El coste de la entrega se consolida como el principal factor de decisión para el 36% de los consumidores, mientras crece la presión sobre los retailers para ofrecer envíos rápidos sin comprometer márgenes. El 56% de los compradores europeos espera recibir sus pedidos en dos días, aunque solo el 30% de los comercios puede garantizar esos plazos.
El mercado del comercio electrónico atraviesa en 2026 una transformación marcada por un consumidor cada vez más sensible al precio y más exigente con los tiempos de entrega. Así lo refleja el informe Ecommerce Delivery Benchmark 2026 elaborado por Packlink, que analiza las prioridades logísticas y las expectativas de entrega tanto a nivel internacional como local.
Según el estudio, el coste de la entrega continúa siendo el principal criterio de decisión para el 36% de los consumidores, consolidando una tendencia orientada al ahorro. La rapidez de entrega ocupa la segunda posición, con un 22% de las preferencias, seguida de la comodidad del servicio, señalada por el 17% de los encuestados.
En paralelo, la sostenibilidad pierde relevancia dentro del proceso de compra. El interés de los consumidores por este aspecto en los envíos cae del 9% registrado en 2023 al 4% en 2026, reflejando un cambio de prioridades en un contexto económico más exigente.
El informe también pone de relieve una importante brecha entre las expectativas de los consumidores y la capacidad operativa de los retailers. Mientras el 56% de los consumidores europeos considera que la entrega en dos días es ya el estándar esperado, únicamente el 30% de los retailers asegura poder cumplir de forma garantizada con esos plazos.
Esta diferencia evidencia uno de los principales retos estructurales para el sector: mantener la eficiencia logística sin comprometer la rentabilidad de las operaciones.

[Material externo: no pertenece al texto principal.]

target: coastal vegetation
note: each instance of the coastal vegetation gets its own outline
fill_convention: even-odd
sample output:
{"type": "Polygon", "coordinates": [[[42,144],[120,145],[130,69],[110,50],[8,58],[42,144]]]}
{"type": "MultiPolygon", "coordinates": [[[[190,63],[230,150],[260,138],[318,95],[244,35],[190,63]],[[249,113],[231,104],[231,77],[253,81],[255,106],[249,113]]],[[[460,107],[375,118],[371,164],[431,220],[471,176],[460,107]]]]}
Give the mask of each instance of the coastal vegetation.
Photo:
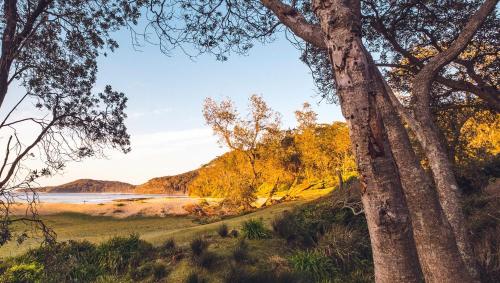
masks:
{"type": "MultiPolygon", "coordinates": [[[[359,189],[351,181],[319,199],[210,224],[194,216],[47,216],[59,243],[7,246],[0,282],[372,282],[366,220],[353,210],[359,189]]],[[[483,282],[500,276],[500,225],[490,216],[498,216],[498,199],[490,187],[468,196],[465,207],[483,282]]]]}
{"type": "Polygon", "coordinates": [[[0,282],[498,282],[497,6],[3,1],[0,282]],[[126,95],[97,84],[98,58],[118,48],[121,29],[134,47],[219,61],[285,36],[346,122],[318,124],[304,104],[286,130],[259,95],[247,113],[207,98],[202,113],[225,154],[139,187],[86,180],[72,190],[217,201],[186,205],[182,217],[40,215],[37,180],[131,150],[126,95]],[[19,192],[25,206],[13,213],[19,192]]]}

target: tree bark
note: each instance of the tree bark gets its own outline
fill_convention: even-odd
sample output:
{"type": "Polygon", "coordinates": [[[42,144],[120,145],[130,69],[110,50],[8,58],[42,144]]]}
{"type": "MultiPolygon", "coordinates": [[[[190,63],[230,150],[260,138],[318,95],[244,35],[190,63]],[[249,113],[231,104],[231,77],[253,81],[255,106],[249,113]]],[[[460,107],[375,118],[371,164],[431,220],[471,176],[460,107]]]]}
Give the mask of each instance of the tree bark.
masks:
{"type": "Polygon", "coordinates": [[[3,5],[5,28],[3,30],[2,50],[0,53],[0,107],[7,95],[17,25],[17,1],[4,1],[3,5]]]}
{"type": "Polygon", "coordinates": [[[461,193],[455,179],[452,163],[446,154],[447,151],[444,145],[441,143],[439,130],[430,111],[430,91],[439,71],[467,47],[488,15],[495,9],[497,3],[498,0],[485,0],[470,17],[453,43],[446,50],[432,57],[415,76],[412,84],[412,94],[416,101],[414,113],[418,113],[418,115],[415,115],[416,123],[413,123],[412,130],[424,149],[437,186],[441,206],[455,232],[462,259],[470,274],[475,278],[478,278],[479,274],[468,241],[468,231],[461,204],[461,193]]]}
{"type": "Polygon", "coordinates": [[[410,211],[417,253],[426,282],[471,282],[453,229],[441,209],[434,184],[420,165],[400,117],[391,104],[382,74],[372,62],[377,106],[387,129],[410,211]]]}
{"type": "Polygon", "coordinates": [[[360,171],[377,282],[419,282],[409,212],[360,37],[359,1],[313,1],[360,171]]]}

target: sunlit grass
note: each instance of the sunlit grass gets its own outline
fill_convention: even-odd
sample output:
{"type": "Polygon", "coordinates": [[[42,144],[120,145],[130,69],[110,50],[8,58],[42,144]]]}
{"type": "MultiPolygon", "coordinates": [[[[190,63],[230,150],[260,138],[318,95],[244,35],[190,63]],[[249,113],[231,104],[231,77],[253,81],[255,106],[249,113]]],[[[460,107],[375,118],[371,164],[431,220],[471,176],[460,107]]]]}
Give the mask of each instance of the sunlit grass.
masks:
{"type": "MultiPolygon", "coordinates": [[[[230,229],[241,228],[241,224],[252,218],[262,218],[270,227],[274,216],[284,210],[291,209],[305,201],[285,202],[253,213],[224,219],[230,229]]],[[[57,233],[59,241],[88,240],[93,243],[103,242],[113,236],[128,236],[138,233],[140,237],[154,245],[160,245],[169,238],[180,244],[186,244],[192,238],[204,234],[216,234],[221,221],[200,225],[191,216],[167,217],[129,217],[113,218],[109,216],[90,216],[78,213],[61,213],[44,216],[47,225],[57,233]]],[[[17,227],[24,229],[25,227],[17,227]]],[[[36,247],[39,242],[31,239],[21,245],[11,242],[0,247],[0,258],[14,256],[25,252],[30,247],[36,247]]]]}

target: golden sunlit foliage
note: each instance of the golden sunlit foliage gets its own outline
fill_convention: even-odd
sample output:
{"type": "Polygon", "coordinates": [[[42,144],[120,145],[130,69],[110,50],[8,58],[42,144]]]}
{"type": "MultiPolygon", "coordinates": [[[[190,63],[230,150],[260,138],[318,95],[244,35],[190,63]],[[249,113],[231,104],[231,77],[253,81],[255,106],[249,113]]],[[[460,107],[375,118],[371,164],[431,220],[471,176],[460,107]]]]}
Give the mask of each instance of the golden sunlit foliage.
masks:
{"type": "Polygon", "coordinates": [[[267,122],[259,118],[279,117],[277,113],[260,97],[252,96],[250,102],[251,118],[243,123],[233,122],[242,120],[230,101],[217,104],[206,100],[207,123],[231,151],[199,170],[198,177],[189,185],[191,195],[249,203],[258,195],[271,197],[294,187],[307,188],[304,184],[322,183],[323,187],[333,187],[339,178],[346,180],[356,175],[345,123],[317,124],[316,113],[304,103],[295,113],[297,129],[279,130],[276,118],[267,122]],[[256,100],[258,105],[253,103],[256,100]],[[266,114],[254,115],[256,112],[266,114]],[[241,132],[257,137],[256,141],[245,139],[249,141],[245,146],[235,146],[234,140],[244,140],[238,137],[241,132]]]}

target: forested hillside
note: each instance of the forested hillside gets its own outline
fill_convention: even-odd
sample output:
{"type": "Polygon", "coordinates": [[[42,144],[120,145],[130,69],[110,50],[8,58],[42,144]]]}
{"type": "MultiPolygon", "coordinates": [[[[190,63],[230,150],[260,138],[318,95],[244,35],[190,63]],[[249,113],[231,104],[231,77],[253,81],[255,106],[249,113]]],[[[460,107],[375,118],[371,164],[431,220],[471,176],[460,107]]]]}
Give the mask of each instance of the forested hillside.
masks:
{"type": "Polygon", "coordinates": [[[318,124],[308,103],[295,112],[298,127],[283,130],[273,120],[279,114],[260,97],[250,98],[249,116],[254,118],[247,121],[237,117],[231,101],[207,102],[207,122],[231,151],[198,170],[189,184],[191,195],[252,202],[257,196],[332,188],[357,174],[347,125],[318,124]],[[235,120],[221,121],[231,111],[235,120]],[[218,128],[224,123],[232,125],[218,128]]]}
{"type": "Polygon", "coordinates": [[[133,193],[134,185],[116,182],[80,179],[67,184],[39,188],[44,193],[133,193]]]}
{"type": "Polygon", "coordinates": [[[169,194],[187,195],[188,184],[198,175],[198,172],[189,171],[174,176],[153,178],[142,185],[135,187],[138,194],[169,194]]]}

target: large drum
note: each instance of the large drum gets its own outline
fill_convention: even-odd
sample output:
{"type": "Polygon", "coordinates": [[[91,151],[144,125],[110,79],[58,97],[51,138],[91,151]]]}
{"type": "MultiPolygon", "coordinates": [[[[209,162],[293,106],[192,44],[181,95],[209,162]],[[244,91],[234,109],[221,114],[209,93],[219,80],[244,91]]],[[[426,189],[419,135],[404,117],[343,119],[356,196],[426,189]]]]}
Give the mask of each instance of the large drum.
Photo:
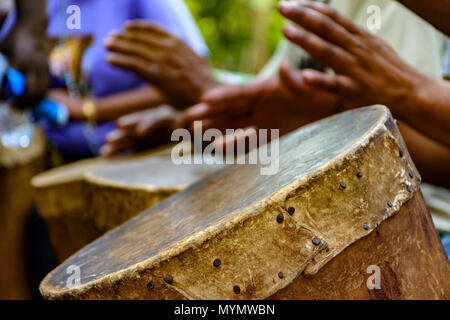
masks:
{"type": "Polygon", "coordinates": [[[64,261],[106,231],[221,168],[175,165],[170,150],[82,160],[33,178],[57,259],[64,261]]]}
{"type": "Polygon", "coordinates": [[[225,168],[108,232],[48,274],[42,295],[450,297],[419,174],[385,107],[308,125],[279,154],[274,175],[225,168]]]}

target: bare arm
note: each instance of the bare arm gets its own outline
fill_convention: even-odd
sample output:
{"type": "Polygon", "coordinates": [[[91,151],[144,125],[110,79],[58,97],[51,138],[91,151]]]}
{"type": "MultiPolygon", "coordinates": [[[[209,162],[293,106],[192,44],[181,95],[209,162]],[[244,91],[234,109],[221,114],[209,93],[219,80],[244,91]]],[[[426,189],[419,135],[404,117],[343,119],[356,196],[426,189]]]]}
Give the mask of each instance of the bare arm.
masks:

En el caso del mercado español, el estudio muestra que el 48% de los consumidores está dispuesto a asumir un coste adicional por servicios de entrega premium, como los envíos en el mismo día o al día siguiente. El rango de precio considerado razonable para este tipo de servicios se sitúa entre los 4 y los 8 euros.
No obstante, el interés por las entregas premium también muestra síntomas de moderación. Entre 2025 y 2026, la demanda de este tipo de servicios ha descendido un 5%, lo que apunta a una mayor selectividad y prudencia por parte de los consumidores.
“Hoy en día, los consumidores exigen entregas rápidas y asequibles, lo que ejerce una presión sin precedentes sobre los márgenes de los comerciantes. Nos encontramos ante una auténtica paradoja: las expectativas de velocidad siguen siendo altas, pero no van acompañadas de una disposición de gasto equivalente. El precio vuelve a situarse como el principal factor de decisión, incluso por encima de la sostenibilidad. Para los retailers, el reto ya no es solo la rapidez, sino la resiliencia operativa: equilibrar eficiencia logística y expectativas del cliente en un mercado donde el ahorro se ha convertido en el principal motor de compra”, afirma Matthew Trattles.
El estudio concluye que el ecosistema del e-commerce avanza hacia un modelo en el que la eficiencia logística deberá convivir con una creciente prudencia económica por parte del consumidor, obligando a retailers y operadores a diseñar estrategias cada vez más ajustadas a las necesidades reales del usuario final.